Patients were excluded if they had previously taken any PARP inhibitor, received any anti-cancer therapy within 21 days of study initiation, received radiation therapy within 14 days of study initiation, had active brain metastases or leptomeningeal disease in need of treatment. Patients with human immunodeficiency virus infection or active hepatitis c or hepatitis b virus infection are excluded. In addition, patients requiring prolonged hospitalization, major surgery within 21 days prior to study initiation, or receiving other trial drugs were excluded.
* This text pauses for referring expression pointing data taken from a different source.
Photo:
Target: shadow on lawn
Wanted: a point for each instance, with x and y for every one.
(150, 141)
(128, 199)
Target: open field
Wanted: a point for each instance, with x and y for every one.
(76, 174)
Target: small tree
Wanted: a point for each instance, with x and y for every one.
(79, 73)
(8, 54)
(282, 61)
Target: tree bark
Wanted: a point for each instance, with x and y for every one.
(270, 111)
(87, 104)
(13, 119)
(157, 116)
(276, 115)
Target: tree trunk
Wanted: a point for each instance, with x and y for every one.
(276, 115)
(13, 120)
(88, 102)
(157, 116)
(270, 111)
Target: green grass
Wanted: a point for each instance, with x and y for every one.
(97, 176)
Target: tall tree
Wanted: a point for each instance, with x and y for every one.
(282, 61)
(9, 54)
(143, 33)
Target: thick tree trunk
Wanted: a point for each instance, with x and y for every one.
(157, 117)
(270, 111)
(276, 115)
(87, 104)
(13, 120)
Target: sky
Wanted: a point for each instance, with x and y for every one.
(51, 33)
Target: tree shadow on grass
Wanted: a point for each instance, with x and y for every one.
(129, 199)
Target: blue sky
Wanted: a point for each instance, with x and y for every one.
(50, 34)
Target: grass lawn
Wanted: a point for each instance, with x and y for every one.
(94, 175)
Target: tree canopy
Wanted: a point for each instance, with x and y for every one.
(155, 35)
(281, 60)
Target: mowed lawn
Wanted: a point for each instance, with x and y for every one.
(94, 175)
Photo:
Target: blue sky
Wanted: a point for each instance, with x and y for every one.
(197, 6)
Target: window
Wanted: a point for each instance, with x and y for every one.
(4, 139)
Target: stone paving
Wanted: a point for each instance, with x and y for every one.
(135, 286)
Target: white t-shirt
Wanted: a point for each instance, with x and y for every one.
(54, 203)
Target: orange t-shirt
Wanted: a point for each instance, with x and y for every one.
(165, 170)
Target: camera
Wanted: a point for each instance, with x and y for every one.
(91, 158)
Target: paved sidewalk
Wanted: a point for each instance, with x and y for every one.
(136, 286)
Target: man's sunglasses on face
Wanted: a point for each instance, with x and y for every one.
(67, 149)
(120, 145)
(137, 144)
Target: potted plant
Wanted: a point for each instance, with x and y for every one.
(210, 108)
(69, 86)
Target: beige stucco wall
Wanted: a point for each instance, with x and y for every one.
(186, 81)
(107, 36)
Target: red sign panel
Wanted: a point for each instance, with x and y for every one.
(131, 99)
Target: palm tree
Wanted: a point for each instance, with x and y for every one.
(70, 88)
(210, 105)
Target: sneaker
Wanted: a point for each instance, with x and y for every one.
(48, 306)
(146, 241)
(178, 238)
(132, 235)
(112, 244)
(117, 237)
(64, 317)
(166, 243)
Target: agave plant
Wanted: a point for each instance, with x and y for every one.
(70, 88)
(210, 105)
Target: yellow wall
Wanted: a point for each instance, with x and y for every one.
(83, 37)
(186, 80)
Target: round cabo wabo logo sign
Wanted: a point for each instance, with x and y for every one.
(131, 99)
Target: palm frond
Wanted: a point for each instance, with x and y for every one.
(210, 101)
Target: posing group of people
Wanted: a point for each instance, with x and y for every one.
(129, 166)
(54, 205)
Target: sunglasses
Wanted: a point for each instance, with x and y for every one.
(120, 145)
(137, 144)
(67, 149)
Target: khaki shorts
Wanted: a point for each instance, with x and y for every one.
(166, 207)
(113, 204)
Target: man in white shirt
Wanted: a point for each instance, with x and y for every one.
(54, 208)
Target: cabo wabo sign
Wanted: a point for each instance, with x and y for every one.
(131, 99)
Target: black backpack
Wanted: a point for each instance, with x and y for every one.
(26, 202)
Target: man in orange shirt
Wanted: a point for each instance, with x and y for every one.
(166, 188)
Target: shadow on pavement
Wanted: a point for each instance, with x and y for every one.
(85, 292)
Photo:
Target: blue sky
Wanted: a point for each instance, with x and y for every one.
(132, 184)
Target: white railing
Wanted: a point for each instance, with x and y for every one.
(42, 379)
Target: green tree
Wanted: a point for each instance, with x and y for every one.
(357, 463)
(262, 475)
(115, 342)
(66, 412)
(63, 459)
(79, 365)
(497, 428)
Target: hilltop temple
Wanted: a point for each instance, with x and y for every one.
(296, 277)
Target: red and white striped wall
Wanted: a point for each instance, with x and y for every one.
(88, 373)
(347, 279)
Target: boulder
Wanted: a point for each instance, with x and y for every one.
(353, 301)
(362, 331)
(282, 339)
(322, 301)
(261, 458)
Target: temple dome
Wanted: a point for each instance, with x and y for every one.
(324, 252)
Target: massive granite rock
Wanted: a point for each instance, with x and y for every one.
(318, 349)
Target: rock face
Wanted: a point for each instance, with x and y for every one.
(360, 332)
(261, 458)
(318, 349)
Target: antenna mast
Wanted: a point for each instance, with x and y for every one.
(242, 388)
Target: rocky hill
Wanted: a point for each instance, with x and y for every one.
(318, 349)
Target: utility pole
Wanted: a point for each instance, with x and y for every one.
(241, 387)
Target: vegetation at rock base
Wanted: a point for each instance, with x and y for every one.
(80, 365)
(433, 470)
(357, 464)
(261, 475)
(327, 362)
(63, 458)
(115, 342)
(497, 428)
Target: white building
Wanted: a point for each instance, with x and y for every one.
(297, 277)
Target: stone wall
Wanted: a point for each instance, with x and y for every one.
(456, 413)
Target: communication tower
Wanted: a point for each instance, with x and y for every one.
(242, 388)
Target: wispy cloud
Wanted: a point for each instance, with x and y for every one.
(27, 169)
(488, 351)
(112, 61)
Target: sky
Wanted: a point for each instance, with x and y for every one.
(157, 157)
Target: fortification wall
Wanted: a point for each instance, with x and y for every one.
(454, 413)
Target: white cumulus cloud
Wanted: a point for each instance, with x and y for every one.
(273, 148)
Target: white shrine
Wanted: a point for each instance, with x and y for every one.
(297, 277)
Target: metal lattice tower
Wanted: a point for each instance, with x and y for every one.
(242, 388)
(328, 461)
Other key exclusion criteria were: other medical complications that may interfere with study participation, such as an infection grade of ∈3 (CTCAE version 4), or the need to administer antibiotics parenterally within 7 days, or known to be allergic to talazapanib.
Treatment:
taraxazopanib is administered orally 1mg daily continuously, generally at about the same time daily. The treatment period lasted 28 days. Patients were evaluated by physician evaluation on day 1 of each treatment cycle, including medical history, physical examination, laboratory values (whole blood count (CBC) and integrated metabolic function test combination), vital signs, ECOGPS evaluation, and urinary pregnancy test (performed only on women of child bearing age). The first cycle requires a physician assessment on day 14 and the first cycle requires a weekly CBC followed by a CBC before each subsequent cycle begins. Treatment continues until the disease progresses or unacceptable toxicity occurs. Safety assessment was performed at each doctor visit and was continuously monitored by laboratory values, patient reports and patient logs. Adverse Events (AEs) and Severe Adverse Events (SAE) were graded according to CTCAE version 4.0. SAE grade 3 or more was reported to the data Security monitoring Commission (Data Safety Monitoring Committee).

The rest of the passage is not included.